I can’t disagree on the establishment figures, although some of them have been distinctly dodgy. I am more passionate about Rugby and have been involved as a player and at club level You would not believe the nastiness toward Clive Woodward both before and after the world cup in 2002. Perhaps it is an English mental block I don’t know. It’s OK I rated Brian Clough too.

Roger Inkpen
Roger Inkpen
3 years ago
Reply to  Tony Hannigan

I agree. When the euphoria that “England actually got to a final!” – is over, cold hearted analysis needs to be done. Let’s face it, the only match where the players were allowed free rein to enjoy themselves was against Ukraine. Against Germany we had a good second half, but Germany were a poor team, as we saw against France and Hungary.
Denmark outclassed England, and deserved to win. In the group stages, we just did enough to top the group. But there was little desire to do better. I’m all for sportsmanship, but the hugs and bonhomie after the Scotland match made me wonder – did they think it was a friendly?

David Owsley
David Owsley
3 years ago
Reply to  Tony Hannigan

Agree with most of that but also that it is quite harsh to shoot him ;-). There are a few in the squad who won’t play for England again but COULD have gone down in history. They won’t be too happy (in private) that all was sacrificed to try to provide fitting headlines and ‘story’, with wonderfully diverse images, behind our would be winning heroes.

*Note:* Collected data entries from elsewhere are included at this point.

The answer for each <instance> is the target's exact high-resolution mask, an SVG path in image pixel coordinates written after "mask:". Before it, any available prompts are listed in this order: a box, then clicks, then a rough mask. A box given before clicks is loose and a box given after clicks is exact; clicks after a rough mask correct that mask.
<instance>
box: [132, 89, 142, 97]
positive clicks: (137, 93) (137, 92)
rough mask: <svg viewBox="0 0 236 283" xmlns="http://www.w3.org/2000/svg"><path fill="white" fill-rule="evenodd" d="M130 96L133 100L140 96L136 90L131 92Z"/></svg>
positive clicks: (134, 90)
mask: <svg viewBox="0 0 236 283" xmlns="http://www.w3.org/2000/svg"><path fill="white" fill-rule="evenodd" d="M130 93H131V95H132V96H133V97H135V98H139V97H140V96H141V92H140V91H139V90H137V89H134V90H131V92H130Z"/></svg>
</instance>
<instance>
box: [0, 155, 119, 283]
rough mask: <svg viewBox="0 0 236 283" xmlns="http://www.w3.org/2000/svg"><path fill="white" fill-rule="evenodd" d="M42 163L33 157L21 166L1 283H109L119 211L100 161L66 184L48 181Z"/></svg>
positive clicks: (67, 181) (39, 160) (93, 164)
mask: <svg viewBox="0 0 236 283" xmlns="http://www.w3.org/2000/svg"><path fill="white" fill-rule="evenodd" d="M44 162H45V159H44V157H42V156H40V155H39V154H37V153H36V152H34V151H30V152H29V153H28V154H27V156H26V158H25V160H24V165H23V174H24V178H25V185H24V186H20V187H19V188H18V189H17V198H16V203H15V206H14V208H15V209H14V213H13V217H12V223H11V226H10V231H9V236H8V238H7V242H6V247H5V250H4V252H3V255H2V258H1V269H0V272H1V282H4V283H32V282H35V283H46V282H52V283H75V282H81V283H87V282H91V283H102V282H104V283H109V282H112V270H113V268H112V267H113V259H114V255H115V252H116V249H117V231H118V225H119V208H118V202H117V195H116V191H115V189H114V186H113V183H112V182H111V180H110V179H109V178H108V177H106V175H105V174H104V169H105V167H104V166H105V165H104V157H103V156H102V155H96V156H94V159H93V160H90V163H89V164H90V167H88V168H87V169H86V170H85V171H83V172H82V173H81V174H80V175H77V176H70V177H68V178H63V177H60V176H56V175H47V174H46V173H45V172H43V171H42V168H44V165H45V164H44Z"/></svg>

Last edited 3 years ago by David Owsley
James Chater
James Chater
3 years ago

Great article. Timely reminder that national affinity has nothing to do with the affinity of forbears and/or physical appearance.

Frederick B
Frederick B
3 years ago

Useful reminder that the current “England” team isn’t actually very English and therefore represents nothing except itself. Nor should it; the Football Association chooses the teams which it supposes are best placed to win, not to represent the country of England, or the English people.

James Chater
James Chater
3 years ago
Reply to  Frederick B

dltd.

Last edited 3 years ago by James Chater
Frederick B
Frederick B
3 years ago
Reply to  James Chater

The answer to your first sentence is “yes”, although I can’t comment on the Italian team. More to the point is “would a pure Anglo-Saxon team be a mere phantom ‘England’ ?” I think the answer again has to be “yes” because, like all sporting teams, they represent only themselves and the selectors. Such a one-off bunch of men brought together for just one thing cannot possibly “represent ” the vastness and complexity of a nation. Nor should they be expected to carry that burden on their shoulders.

James Chater
James Chater
3 years ago
Reply to  Frederick B

dltd.
.

Last edited 3 years ago by James Chater
Zaph Mann
Zaph Mann
3 years ago
Reply to  James Chater

The Italian team had 3 Brazilians, one who ran the game in midfield

James Chater
James Chater
3 years ago
Reply to  Zaph Mann

dltd.

Last edited 3 years ago by James Chater
Sarah Atkin
Sarah Atkin
3 years ago

This is wonderful – and fascinating. Thank you. The back stories of struggle experienced by the 2021 team are as much about class as race. Rather than Southgate being this ‘new’ man, he’s a throwback to an era of gentility and modesty. Southgate and this team are concurrently very much of this time but also represent values of a perceived better time (the past). Might this be why they have proved so relatable across the generational, class, faith and race divide? (Obviously, excluding the minority who indulge in disgusting, racist online abuse.)